I think there is a sticky on what to look for.

At the minimum, health testing. OFAs/”a” stamps or other equivalent that have been certified. On all dogs in pedigree. That is a non-negotiable.

If you are looking into personal protection, check into a breeder that is breeding proven lines for that. Dogs that will also train and compete in PP/PSA/SDA aspects as well as proven certified K9s.


----------



## smdaigle (Mar 14, 2008)

Kris10 said:


> This thread is old and was resurrected last night-


 I totally missed that . . . and I normally look at dates!


----------



## unloader (Feb 16, 2010)

I know this is an older thread, but I met a Sequoyah Shepherd boy, he is in my obedience class. Gorgeous 10 month old sable, awesome working ability and he appears to have good nerves. He is out of Raven. 

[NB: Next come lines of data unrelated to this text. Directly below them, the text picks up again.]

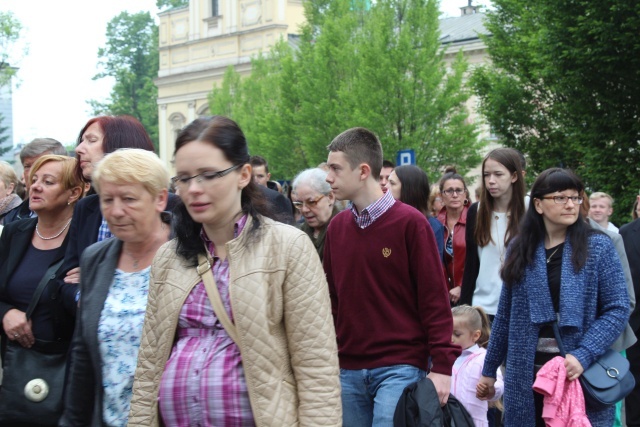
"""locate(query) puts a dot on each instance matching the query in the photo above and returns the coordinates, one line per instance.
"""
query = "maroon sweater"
(390, 302)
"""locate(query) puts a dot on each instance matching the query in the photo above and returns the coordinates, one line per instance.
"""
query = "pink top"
(563, 399)
(203, 383)
(466, 373)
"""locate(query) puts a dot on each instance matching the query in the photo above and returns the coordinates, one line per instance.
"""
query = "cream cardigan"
(282, 313)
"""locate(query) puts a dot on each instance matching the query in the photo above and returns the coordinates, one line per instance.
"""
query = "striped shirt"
(373, 211)
(203, 383)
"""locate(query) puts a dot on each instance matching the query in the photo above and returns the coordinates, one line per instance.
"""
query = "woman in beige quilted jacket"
(238, 329)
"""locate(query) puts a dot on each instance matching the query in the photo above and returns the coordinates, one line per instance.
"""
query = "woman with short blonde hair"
(132, 185)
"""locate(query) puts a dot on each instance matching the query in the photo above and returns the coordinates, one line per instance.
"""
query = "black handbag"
(607, 381)
(33, 380)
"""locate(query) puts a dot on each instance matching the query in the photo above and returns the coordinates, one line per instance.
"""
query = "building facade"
(199, 41)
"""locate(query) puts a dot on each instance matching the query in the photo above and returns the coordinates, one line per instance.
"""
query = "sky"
(54, 80)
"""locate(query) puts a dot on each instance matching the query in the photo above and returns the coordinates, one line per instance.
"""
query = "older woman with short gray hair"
(313, 197)
(8, 183)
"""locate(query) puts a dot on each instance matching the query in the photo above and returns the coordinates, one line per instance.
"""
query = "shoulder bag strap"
(48, 275)
(204, 270)
(556, 332)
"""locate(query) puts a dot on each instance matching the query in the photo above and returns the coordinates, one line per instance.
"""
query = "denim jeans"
(370, 396)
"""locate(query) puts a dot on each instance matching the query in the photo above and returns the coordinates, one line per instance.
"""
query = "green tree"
(380, 66)
(10, 30)
(131, 58)
(564, 87)
(4, 137)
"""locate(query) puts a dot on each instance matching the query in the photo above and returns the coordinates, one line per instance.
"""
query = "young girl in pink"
(471, 332)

I'm not looking to get another pup, but I am planning ahead and I really like the k9import dogs! They are on my short list along with Kleinen Hain among others. 

I wonder if four years is too early to start looking for breeders!:crazy:


----------



## smdaigle (Mar 14, 2008)

unloader said:


> I know this is an older thread, but I met a Sequoyah Shepherd boy, he is in my obedience class. Gorgeous 10 month old sable, awesome working ability and he appears to have good nerves. He is out of Raven.
> 
> I'm not looking to get another pup, but I am planning ahead and I really like the k9import dogs! They are on my short list along with Kleinen Hain among others.
> 
> I wonder if four years is too early to start looking for breeders!:crazy:


Based on my experience . . . No! The good ones have lots of interested people waiting for puppies. Get out and go see the breeders now while you don't have puppy fever! Of course, this will probably bring on puppy fever so be careful!


----------